Daac cast her an irritated glance. ‘Pat’s suggesting we go out to eat, in public, test the climate.’
‘What climate? What do you mean?’
Who was I? The idiot no one remembered to tell things?
‘Your face is all over
One-World
, Parrish. First the ’Terro. Now your escape from the ’copters. Show her, Pat.’
Gravely Pat replayed the latest news on the shop screen.
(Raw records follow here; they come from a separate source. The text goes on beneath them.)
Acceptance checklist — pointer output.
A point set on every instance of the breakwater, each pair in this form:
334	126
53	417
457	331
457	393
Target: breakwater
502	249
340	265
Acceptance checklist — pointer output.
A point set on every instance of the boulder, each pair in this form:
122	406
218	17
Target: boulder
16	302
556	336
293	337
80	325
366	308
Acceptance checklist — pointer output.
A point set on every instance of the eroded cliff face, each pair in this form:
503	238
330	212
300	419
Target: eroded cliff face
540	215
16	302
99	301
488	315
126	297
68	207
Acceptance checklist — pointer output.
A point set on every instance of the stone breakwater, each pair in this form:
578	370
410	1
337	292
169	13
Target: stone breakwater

It was full of Razz Retribution’s murder, the embargo on The Tert and
me
: an olio of inflammatory images concocting a dramatic tale about a crime of passion committed by a social misfit turned villain.
One Parrish Plessis.
I hardly recognised the photos of my old self minus the dreads, the bent nose and dinted cheekbone.
‘Amazing,’ muttered Daac.
I wasn’t quite sure which bit he was referring to.
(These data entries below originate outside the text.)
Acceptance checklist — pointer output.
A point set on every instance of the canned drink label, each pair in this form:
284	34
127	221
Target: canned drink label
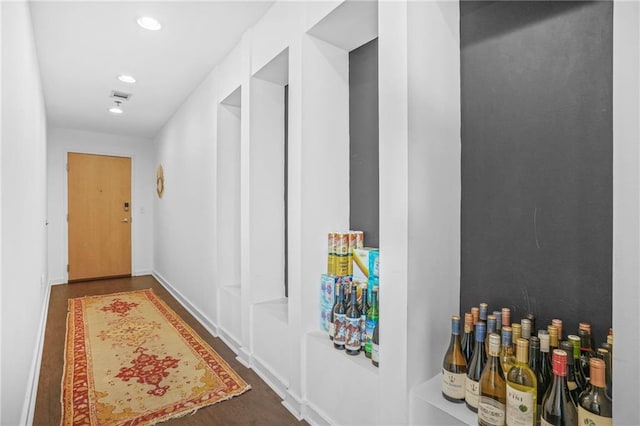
352	342
340	329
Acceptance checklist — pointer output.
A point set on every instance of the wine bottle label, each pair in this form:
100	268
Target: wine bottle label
370	326
588	418
520	407
453	384
491	412
472	395
352	342
340	331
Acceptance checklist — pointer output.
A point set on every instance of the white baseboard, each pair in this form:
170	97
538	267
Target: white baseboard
29	406
211	327
271	378
315	416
There was more vid shots of my home and footage of Kat playing pro-ball in Eurasia, interspersed with mugshots of Rene and Kevin. Kevin had plenty to say. Words like
sociopath
and
nihilist
that he must have practised for days.
My mouth fell open. Despite Anna Schaum’s patronising stare, I couldn’t get it shut.
‘They’re making me out to be Razz Retribution’s murderer,’ I gasped. ‘Me and Sto.’
Daac looked guilty. ‘You were with Sto when the ’Terro came calling. Somehow the media’s jumped on the idea you masterminded the murder and Stolowski was your accomplice. Your bike-bust out of The Tert across the waste seems to have fuelled the idea.’
‘But I didn’t do it!’ I shouted, indignant.
‘I’m sorry, Parrish. I didn’t realise this would happen. That you’d get so involved.’
My voice got louder. ‘I’m not involved, it’s a stupid media beat-up.’ I sounded pathetic, even to myself.
You see there wasn’t really such a thing as a media ‘beat-up’. A ‘beat-up’ implied the possibility that you would be delivered, in the end, from the lies; that viewers might question what they saw.
But they wouldn’t.
If
One-World
decided you were the perp, then you were. The truth wasn’t relevant. Reality wasn’t worth a canrat’s teste.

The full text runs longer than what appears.